Considerando que tais fatos comprometem a autoridade moral indispensável ao Presidente da República para o exercício de seu mandato;

Considerando, enfim, que a perduração da atual crise política militar está trazendo ao país irreparáveis prejuízos em sua situação econômica e poderá culminar em graves comoções internas, em face da intranquilidade geral e da repulsa e indignação de que se acham possuídas todas as classes sociais do país;

Os abaixo assinados, oficiais-generais do Exército, conscientes de seus deveres e responsabilidades perante a Nação, honrando compromissos públicos e livremente assumidos, e solidarizando-se com o pensamento dos camaradas da Aeronáutica e Marinha, declaram julgar, em consciência, como melhor caminho para tranquilizar o povo e manter unidas as Forças Armadas, a renúncia do atual Presidente da República, processando-se sua substituição de acordo com os preceitos constitucionais (Id., p. 347-348).

Assinavam o documento generais notoriamente anti-varguistas como Fiúza de Castro, Canrobert Pereira da Costa, Juarez Távora, Alcides Etchegoyen e Humberto Castello Branco; mas, também, Henrique Teixeira Lott (William, 2005, p. 20, 49), que um ano mais tarde seria peça chave no esquema contra-golpista.

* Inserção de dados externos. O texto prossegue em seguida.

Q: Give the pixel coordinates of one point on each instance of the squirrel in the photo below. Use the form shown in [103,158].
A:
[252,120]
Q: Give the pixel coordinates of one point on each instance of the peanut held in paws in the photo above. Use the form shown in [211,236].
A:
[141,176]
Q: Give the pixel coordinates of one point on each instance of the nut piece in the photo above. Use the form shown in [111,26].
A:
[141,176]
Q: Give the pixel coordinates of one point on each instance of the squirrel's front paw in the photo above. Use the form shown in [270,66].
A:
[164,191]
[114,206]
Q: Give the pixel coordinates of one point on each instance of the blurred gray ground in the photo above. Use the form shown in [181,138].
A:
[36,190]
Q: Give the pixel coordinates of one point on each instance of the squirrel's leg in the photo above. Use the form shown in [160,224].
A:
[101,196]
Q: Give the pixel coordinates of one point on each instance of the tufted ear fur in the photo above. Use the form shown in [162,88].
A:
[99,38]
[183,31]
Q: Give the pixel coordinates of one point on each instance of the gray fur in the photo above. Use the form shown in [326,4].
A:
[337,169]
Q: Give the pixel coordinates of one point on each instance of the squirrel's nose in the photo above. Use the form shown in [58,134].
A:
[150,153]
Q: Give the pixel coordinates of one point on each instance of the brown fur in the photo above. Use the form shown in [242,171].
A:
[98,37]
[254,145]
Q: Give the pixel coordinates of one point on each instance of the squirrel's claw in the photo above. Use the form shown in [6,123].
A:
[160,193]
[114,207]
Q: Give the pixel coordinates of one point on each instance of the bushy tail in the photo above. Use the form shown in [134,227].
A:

Tendo perdido o apoio das Forças Armadas e encurralado pela oposição, no dia 24 de agosto Vargas deu a cartada inesperada, cometendo o suicídio, “[...] ato político que reverteu as expectativas de ganho em curto prazo de seus

inimigos” (Duarte, 2003, p. 7-8). Sem saber, adiou em uma década o golpe

civil-militar que somente viria em 1° de abril de 1964. Assumiu a Presidência o vice Café Filho, já então um aliado dos conspiradores.

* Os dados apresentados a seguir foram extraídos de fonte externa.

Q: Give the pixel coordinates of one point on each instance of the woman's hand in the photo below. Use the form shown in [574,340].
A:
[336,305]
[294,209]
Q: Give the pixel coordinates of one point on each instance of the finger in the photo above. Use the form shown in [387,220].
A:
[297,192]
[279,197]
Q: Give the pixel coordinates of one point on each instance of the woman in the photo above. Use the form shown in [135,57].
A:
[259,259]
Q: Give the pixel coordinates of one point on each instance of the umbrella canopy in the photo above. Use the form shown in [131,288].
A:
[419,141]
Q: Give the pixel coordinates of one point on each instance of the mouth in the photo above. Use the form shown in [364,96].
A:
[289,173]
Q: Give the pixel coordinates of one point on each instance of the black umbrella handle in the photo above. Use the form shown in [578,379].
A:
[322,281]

Mas a morte de Vargas deu sobrevida ao varguismo. O cerco moral que havia sido fechado sobre Vargas, com acusações de esquerdismo, corrupção e homicídio, foi repentinamente sobrepujado pela reação popular ao seu derradeiro ato. Seu sacrifício pessoal revitalizou o prestígio e a legitimidade dos valores que defendia. As eleições de 1955 confirmariam isso.